The role of the Tousled Like Kinases in genome stability and mammalian development

Abstract

[eng] The human Tousled-like kinases 1 and 2 (TLKs) are predicted serine/threonine kinases that show maximal activity in S phase and are transiently inhibited by the DNA damage response (DDR). Both TLKs interact with and phosphorylate each other and the histone chaperone Asf1. Asf1 plays a critical role in regulating histone pools during several cellular processes, suggesting that the primary function of TLKs could be in the regulation of chromatin assembly during transcription, replication and repair processes. Thus, we hypothesize that reduction of TLK activity will impact on the function of Asf1, and perhaps other chromatin modulators, affecting key cellular processes that maintain genome integrity and proliferative capacity. In order to examine the in vivo consequences of TLK1 or TLK2 loss of function, we generated mice harboring genetraps that inhibit the expression of either gene. Surprisingly, mice lacking TLK1 were born normally, showed no overt pathology and aged normally over 18 months. Examination of developmental processes, such as lymphocyte maturation, revealed no abnormalities, and the DNA replication and cell cycle progression were normal, even following DNA damage. To determine if TLK2 provided redundant functions, we performed transient siRNA depletion of TLK2 in wild type and TLK1 null cell cultures. While this led to no defects in survival in WT cells, TLK1 mutants were profoundly sensitized to DNA damaging agents. We next generated mice harboring a genetrap allele to block the expression of TLK2. In contrast to TLK1, no liveborn homozygous mutants have been observed and embryos isolated for MEFs are severely runted, displaying heterogeneous defects including failure to close the neural tube and placental impairment.
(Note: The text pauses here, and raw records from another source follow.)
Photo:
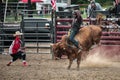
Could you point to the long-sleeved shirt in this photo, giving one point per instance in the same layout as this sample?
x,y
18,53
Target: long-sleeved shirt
x,y
91,12
15,46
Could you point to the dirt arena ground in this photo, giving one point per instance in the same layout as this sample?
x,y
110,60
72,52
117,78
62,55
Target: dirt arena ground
x,y
42,67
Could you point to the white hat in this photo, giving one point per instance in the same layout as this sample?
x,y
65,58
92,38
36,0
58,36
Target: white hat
x,y
17,33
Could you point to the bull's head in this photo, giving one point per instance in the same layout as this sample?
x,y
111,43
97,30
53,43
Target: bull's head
x,y
57,50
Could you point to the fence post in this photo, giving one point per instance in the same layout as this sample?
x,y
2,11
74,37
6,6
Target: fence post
x,y
1,38
22,29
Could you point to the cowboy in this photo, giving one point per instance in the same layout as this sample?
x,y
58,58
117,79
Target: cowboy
x,y
75,27
15,49
92,7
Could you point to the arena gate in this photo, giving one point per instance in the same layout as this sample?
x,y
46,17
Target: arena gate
x,y
37,34
110,41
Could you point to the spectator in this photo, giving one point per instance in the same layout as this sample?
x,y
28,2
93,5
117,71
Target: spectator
x,y
15,49
92,7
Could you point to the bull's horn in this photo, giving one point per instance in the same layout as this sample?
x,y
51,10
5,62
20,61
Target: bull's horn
x,y
63,48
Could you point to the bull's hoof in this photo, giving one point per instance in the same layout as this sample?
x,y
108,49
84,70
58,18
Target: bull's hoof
x,y
78,69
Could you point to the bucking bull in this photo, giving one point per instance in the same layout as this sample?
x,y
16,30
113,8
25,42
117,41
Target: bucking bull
x,y
87,37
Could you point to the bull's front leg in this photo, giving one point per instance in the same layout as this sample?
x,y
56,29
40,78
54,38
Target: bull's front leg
x,y
70,63
78,61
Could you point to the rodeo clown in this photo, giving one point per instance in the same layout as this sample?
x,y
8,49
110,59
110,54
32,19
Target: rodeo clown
x,y
15,49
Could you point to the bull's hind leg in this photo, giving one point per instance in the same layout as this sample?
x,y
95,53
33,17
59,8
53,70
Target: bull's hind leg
x,y
78,61
70,63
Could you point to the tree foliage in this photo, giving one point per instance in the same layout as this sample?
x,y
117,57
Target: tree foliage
x,y
102,2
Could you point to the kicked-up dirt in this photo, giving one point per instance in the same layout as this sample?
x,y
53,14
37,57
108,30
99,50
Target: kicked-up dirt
x,y
42,67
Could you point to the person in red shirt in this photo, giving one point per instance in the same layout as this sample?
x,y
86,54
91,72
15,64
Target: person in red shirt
x,y
15,49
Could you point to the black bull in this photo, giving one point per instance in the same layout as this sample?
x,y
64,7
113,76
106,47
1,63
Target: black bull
x,y
87,37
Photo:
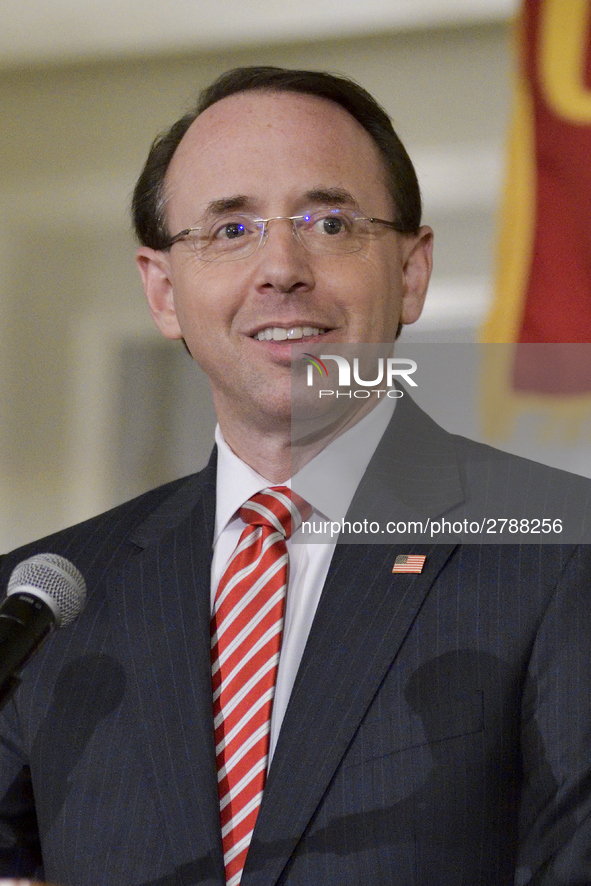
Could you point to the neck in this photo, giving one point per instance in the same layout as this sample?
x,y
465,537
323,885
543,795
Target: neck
x,y
277,448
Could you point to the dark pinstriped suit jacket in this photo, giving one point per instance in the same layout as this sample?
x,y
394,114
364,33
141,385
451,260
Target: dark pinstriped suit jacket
x,y
439,731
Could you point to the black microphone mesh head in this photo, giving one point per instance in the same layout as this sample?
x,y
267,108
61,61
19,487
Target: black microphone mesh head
x,y
56,578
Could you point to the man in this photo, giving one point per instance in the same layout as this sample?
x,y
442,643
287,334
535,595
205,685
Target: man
x,y
425,728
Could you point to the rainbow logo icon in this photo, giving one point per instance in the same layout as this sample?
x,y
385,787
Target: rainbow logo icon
x,y
315,361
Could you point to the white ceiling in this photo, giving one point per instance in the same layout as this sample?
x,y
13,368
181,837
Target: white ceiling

These data indicated that TLK1 and TLK2 do not play equivalent roles during development. Given that we see an acute response to DNA damage under conditions where total TLK activity is reduced and it is unlikely that cells lacking all TLK activity can support proliferation, we believe that the modulation of TLK activity represents a potentially valuable therapeutic approach. Collectively, the work I have presented represents a significant advance in our understanding of TLK function in cells and in mammalian development and supports the possibility that TLKs represent a potentially valuable target for the treatment of human disease.